The 12-item World Health Organization Disability Assessment Schedule II (WHO-DAS II): a nonparametric item response analysis.

BACKGROUND: Previous studies have analyzed the psychometric properties of the World Health Organization Disability Assessment Schedule II (WHO-DAS II) using classical omnibus measures of scale quality. These analyses are sample dependent and do not model item responses as a function of the underlying trait level. The main objective of this study was to examine the effectiveness of the WHO-DAS II items and their options in discriminating between changes in the underlying disability level by means of item response analyses. We also explored differential item functioning (DIF) in men and women. METHODS: The participants were 3615 adult general practice patients from 17 regions of Spain, with a first diagnosed major depressive episode. The 12-item WHO-DAS II was administered by the general practitioners during the consultation. We used a non-parametric item response method (Kernel-Smoothing) implemented with the TestGraf software to examine the effectiveness of each item (item characteristic curves) and their options (option characteristic curves) in discriminating between changes in the underliying disability level.
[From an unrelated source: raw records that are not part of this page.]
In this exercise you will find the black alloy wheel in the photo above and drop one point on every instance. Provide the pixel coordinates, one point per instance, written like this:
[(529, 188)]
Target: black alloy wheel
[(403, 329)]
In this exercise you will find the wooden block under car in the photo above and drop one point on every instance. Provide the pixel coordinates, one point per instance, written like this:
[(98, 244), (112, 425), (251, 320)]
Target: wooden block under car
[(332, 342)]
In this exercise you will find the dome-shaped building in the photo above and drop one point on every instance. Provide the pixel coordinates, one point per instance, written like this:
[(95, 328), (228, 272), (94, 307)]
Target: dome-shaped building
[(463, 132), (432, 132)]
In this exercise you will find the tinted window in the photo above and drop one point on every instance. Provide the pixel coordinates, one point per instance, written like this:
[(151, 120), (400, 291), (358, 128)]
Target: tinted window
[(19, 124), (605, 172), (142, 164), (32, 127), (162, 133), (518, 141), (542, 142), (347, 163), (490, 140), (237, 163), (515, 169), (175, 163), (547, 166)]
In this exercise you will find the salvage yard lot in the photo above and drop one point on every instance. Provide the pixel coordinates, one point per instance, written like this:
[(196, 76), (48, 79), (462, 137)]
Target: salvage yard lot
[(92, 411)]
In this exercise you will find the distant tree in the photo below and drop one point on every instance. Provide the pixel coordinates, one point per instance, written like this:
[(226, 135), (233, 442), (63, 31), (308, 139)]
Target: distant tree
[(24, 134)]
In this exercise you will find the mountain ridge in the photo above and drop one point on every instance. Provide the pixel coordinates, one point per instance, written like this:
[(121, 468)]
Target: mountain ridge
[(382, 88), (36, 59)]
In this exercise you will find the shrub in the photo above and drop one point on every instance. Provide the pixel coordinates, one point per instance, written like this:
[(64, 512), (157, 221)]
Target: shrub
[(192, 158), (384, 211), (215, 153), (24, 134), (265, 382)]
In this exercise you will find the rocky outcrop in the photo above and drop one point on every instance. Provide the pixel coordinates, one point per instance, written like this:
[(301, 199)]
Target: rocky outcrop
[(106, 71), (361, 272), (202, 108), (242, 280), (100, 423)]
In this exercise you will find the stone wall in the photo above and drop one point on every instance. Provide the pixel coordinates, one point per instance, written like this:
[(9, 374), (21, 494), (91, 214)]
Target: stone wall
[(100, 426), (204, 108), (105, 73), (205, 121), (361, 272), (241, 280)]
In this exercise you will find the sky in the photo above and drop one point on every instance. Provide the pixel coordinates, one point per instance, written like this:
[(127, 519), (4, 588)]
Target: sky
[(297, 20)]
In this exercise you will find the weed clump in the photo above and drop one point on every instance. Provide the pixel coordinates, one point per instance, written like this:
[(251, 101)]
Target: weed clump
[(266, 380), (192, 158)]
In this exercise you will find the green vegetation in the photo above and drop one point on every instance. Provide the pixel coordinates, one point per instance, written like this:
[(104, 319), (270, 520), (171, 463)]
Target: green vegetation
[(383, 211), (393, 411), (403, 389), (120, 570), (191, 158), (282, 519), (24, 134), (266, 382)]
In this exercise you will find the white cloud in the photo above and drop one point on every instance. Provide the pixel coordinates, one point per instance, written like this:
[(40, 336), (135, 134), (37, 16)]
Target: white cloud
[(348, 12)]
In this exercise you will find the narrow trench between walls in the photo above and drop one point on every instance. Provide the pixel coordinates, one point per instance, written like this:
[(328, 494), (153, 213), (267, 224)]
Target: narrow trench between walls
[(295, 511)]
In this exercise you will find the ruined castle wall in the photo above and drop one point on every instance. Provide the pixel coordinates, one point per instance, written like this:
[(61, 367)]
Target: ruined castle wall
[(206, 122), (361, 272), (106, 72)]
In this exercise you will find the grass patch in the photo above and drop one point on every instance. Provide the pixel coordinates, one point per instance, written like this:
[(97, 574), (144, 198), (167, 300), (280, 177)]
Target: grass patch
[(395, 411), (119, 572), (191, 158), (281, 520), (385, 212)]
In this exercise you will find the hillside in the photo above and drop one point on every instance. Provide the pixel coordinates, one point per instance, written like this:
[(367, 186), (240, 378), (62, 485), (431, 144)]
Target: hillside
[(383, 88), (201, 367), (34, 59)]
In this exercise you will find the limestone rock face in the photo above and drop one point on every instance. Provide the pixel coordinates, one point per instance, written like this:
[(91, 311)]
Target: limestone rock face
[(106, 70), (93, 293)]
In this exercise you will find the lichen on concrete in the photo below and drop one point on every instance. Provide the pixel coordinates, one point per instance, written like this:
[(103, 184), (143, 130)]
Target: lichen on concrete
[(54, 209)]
We examined composite DIF to know whether women had a higher probability than men of endorsing each item. RESULTS: Item response analyses indicated that the twelve items forming the WHO-DAS II perform very well. All items were determined to provide good discrimination across varying standardized levels of the trait. The items also had option characteristic curves that showed good discrimination, given that each increasing option became more likely than the previous as a function of increasing trait level. No gender-related DIF was found on any of the items. CONCLUSIONS: All WHO-DAS II items were very good at assessing overall disability. Our results supported the appropriateness of the weights assigned to response option categories and showed an absence of gender differences in item functioning.
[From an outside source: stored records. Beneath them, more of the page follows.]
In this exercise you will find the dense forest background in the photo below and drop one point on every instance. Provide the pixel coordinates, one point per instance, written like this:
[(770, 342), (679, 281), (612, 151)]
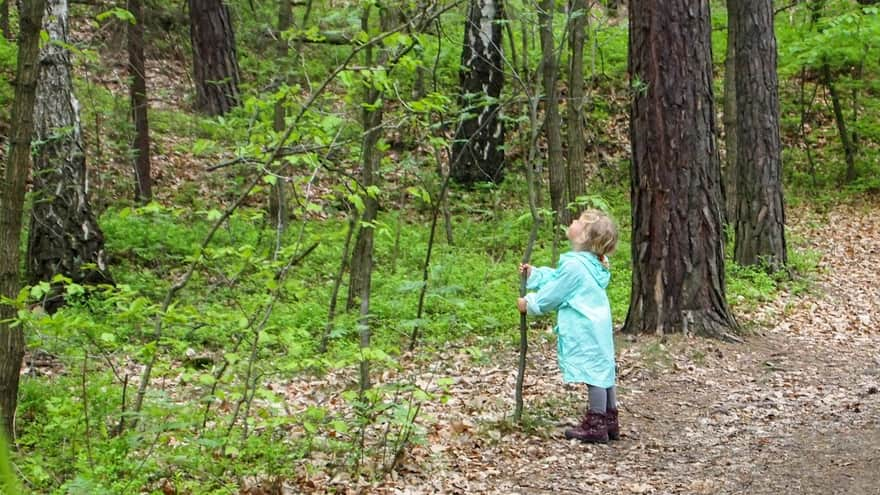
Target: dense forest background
[(281, 216)]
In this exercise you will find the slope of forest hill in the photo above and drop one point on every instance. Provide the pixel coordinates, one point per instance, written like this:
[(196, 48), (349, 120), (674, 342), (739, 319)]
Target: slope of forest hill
[(793, 409)]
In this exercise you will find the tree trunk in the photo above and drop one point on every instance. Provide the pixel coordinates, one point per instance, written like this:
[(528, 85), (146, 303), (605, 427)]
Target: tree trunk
[(215, 65), (477, 151), (371, 117), (677, 240), (760, 218), (555, 162), (64, 235), (730, 170), (4, 19), (12, 203), (143, 189), (577, 169), (278, 197), (849, 152)]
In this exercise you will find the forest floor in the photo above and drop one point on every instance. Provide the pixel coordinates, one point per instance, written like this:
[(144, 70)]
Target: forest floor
[(794, 409)]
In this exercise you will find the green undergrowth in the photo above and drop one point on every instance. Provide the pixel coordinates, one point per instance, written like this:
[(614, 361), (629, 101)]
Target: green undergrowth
[(240, 334)]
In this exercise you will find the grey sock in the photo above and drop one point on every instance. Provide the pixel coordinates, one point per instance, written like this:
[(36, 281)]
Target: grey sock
[(612, 397), (598, 398)]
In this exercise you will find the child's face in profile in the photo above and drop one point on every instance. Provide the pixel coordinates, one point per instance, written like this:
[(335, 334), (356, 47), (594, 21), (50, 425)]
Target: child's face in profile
[(575, 231)]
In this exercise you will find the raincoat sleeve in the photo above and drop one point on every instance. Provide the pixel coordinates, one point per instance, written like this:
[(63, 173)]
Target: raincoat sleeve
[(553, 293), (539, 277)]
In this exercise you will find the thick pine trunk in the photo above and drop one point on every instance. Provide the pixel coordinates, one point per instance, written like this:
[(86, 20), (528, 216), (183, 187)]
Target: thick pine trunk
[(730, 167), (215, 65), (477, 152), (552, 131), (760, 218), (677, 241), (12, 203), (577, 169), (64, 235), (143, 189)]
Utility of the twelve-item World Health Organization Disability Assessment Schedule II (WHO-DAS II) for discriminating depression "caseness" and severity in Spanish primary care patients.
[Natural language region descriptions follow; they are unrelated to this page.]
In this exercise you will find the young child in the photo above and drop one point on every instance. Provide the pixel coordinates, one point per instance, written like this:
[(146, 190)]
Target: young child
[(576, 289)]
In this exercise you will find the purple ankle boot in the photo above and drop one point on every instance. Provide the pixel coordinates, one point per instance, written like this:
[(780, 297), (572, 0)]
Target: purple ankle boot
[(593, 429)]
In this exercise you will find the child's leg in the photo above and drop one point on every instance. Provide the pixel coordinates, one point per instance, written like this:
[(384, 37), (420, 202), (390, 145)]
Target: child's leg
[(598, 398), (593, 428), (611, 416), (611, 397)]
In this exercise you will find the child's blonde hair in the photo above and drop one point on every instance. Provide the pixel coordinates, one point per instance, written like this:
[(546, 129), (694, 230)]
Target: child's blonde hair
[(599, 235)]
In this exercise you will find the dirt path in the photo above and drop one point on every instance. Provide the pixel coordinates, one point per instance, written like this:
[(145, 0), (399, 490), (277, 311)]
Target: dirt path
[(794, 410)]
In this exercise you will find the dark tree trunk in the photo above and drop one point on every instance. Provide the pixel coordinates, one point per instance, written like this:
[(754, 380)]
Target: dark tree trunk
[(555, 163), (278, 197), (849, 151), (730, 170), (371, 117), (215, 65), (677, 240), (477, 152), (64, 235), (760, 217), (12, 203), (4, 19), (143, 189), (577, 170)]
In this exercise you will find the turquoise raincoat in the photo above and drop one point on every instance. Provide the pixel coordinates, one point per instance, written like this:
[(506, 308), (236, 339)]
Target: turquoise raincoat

PURPOSE: The 12-item WHO-DAS II was developed to assess the activity limitations and participation restrictions experienced by individuals irrespective of medical diagnosis. In this paper we examine the known-groups' validity of the instrument by evaluating its ability to discriminate between patients with/without major depression, patients with depression with/without medical comorbidity, and patients with depression with different depression severity. METHOD: The participants were 3,615 PC patients from 17 regions of Spain, with a first-time diagnosis of major depressive episode according to the general practitioner. The 12-item WHO-DAS II, the PHQ-9, and a chronic medical conditions checklist were administered during the consultation. RESULTS: The statistical analyses indicated that the 12-item WHO-DAS II was able to discriminate between patients with/without depression and between those with different depression severity. The ROC analysis revealed that with a cutoff score >or=50, the instrument correctly classified 70.4% of the sample (area under the ROC curve = .76; sensitivity = 71.4%; specificity = 67.6%). CONCLUSIONS: Overall, our results support the discriminant validity of the 12-item WHO-DAS II for major depression, being quite recommendable its use in epidemiological research.